CU Presents' 80th-anniversary Artist Series continues with an intimate recital by acclaimed American pianist Richard Goode. Hailed by The Washington Post as “one of the finest pianists in the world,” Goode will play a program of Beethoven, Debussy and more at Macky Auditorium on Friday, Oct. 28, at 7:30 p.m.
At 73 years old, Goode and his remarkably enduring performing career show no signs of slowing down. Over the decades, he’s played at every major concert hall in the world, including Carnegie Hall, Vienna’s Musikverein, Amsterdam’s Concertgebouw and London’s Royal Albert Hall.
The pianist is known internationally for the unique, introspective touch he lends to music from the classical and romantic periods.
“Goode has so thoroughly entered into the spirit of the compositions he performs that you’d swear the composer himself was at the keyboard,” touts a review in Toronto's The Globe and Mail.
Goode’s path to piano virtuoso was unexpected. He grew up in the East Bronx with a piano tuner and amateur violinist father, who wanted Richard to take up his instrument someday. He sent his son to a neighborhood piano teacher, believing keyboard lessons would give the boy the solid musical grounding he’d need for the violin. Almost immediately, it was obvious playing piano music was Goode's true calling.

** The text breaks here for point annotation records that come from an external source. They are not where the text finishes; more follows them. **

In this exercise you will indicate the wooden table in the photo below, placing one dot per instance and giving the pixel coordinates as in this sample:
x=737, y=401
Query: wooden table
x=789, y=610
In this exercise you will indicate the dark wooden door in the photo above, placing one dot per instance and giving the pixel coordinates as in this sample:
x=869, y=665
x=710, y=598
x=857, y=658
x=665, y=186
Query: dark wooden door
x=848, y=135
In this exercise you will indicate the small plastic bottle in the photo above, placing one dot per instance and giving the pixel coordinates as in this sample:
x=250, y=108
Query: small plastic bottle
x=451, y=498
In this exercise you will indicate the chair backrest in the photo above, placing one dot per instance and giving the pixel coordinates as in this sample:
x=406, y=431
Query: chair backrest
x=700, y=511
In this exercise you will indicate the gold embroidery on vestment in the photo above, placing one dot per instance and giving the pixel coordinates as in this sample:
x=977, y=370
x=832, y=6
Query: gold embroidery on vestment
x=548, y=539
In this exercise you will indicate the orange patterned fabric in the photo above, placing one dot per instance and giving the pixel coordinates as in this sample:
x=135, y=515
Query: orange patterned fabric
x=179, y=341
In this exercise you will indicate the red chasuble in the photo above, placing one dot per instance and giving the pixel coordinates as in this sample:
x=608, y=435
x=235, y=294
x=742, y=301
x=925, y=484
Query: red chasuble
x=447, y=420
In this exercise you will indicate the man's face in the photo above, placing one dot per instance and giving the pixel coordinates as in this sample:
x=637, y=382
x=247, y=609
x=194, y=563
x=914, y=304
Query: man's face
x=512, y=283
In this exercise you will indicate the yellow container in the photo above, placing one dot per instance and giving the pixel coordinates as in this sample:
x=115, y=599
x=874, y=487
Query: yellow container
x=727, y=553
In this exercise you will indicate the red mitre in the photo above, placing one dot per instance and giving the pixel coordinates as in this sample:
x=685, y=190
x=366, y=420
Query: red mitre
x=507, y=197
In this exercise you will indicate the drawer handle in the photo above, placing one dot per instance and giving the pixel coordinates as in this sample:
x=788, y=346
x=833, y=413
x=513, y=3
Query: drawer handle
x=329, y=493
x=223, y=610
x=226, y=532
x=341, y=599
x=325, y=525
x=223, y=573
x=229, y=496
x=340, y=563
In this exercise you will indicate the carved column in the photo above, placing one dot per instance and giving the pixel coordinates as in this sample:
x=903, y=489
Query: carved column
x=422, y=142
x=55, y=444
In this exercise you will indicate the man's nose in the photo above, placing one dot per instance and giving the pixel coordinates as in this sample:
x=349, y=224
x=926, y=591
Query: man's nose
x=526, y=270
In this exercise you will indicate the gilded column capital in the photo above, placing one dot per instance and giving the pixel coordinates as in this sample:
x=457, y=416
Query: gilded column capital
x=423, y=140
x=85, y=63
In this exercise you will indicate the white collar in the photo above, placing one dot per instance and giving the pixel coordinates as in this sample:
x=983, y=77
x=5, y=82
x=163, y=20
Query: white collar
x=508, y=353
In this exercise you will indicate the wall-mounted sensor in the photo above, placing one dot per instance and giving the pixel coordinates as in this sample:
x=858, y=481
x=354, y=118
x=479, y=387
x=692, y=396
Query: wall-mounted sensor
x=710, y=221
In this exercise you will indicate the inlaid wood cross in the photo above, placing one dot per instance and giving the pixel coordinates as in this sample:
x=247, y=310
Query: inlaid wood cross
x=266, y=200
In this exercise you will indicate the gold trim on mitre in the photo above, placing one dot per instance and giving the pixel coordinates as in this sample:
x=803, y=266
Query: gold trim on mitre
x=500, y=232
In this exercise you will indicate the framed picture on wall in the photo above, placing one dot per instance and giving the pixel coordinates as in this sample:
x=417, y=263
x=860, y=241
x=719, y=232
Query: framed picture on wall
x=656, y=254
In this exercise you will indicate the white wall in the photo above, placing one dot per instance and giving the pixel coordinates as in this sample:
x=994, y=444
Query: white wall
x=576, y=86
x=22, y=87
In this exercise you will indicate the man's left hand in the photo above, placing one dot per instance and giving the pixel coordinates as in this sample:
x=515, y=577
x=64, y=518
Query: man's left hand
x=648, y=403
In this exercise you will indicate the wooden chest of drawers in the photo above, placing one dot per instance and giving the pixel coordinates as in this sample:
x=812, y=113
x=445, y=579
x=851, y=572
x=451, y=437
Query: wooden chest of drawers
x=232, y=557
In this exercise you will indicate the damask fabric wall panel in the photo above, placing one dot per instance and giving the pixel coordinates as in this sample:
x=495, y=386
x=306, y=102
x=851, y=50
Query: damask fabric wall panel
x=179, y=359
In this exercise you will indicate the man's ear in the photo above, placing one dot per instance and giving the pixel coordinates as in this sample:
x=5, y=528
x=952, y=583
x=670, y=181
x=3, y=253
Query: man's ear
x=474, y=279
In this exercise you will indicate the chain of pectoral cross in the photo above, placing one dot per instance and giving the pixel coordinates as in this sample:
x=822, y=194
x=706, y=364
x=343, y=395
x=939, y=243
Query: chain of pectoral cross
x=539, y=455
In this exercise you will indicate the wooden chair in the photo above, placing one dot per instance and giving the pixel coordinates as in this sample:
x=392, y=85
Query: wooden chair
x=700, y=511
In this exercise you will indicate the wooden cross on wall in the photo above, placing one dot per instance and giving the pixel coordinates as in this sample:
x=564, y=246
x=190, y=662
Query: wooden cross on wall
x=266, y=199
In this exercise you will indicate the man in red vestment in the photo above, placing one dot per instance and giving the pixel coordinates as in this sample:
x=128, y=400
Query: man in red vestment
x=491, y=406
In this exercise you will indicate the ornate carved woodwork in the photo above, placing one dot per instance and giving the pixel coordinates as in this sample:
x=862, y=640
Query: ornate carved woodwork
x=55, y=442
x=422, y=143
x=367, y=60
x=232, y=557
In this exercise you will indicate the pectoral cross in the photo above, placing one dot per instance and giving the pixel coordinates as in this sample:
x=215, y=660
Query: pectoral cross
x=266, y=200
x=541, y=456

In early adulthood, Goode built up an impressive résumé, co-founding the Chamber Music Society of Lincoln Center and playing regularly alongside the greatest musicians of the day. But his shyness kept him out of the spotlight for decades, and it wasn’t until late adulthood he explored the possibility of a solo career at the behest of friends and colleagues, Leonard Bernstein among them. Battling a mild case of stage fright, Goode made his brilliant Carnegie Hall debut at age 47 and only a few years later won the Avery Fisher Prize and a Grammy Award.
Clarinetist Richard Stoltzman says it’s for precisely this reason that Goode is one of the best living pianists.
“Can you imagine Richard if he had become a well-known soloist at 25?” Stoltzman asks. “He would have missed the depth and breadth of intensive meditation on music which only time has made possible. His concentration is what separates him from most musicians.”
His characteristic self-effacement and reserve, adds a writer from Gramophone Magazine, also make it possible for him to delve deeply into music.
“Every time we hear him, he impresses us as better than we remembered, surprising us, surpassing our expectations and communicating perceptions that stay in the mind,” says Gramophone.
At his Oct. 28 recital in Macky, Goode will play to his strengths—music from the classical and romantic periods—with piano sonatas by Mozart and Beethoven, preludes by Debussy and Brahms’ beloved Six Pieces for Piano. He’ll also play four movements from Janáček’s song cycle On an Overgrown Path, which was featured on the soundtrack to the film The Unbearable Lightness of Being.
But critics agree it’s always a great idea to hear Richard Goode in recital no matter what’s on the program.
“It is virtually impossible,” says a New York Times critic, “to walk away from one of Mr. Goode’s recitals without the sense of having gained some new insight, subtle or otherwise, into the works he played or about pianism itself.”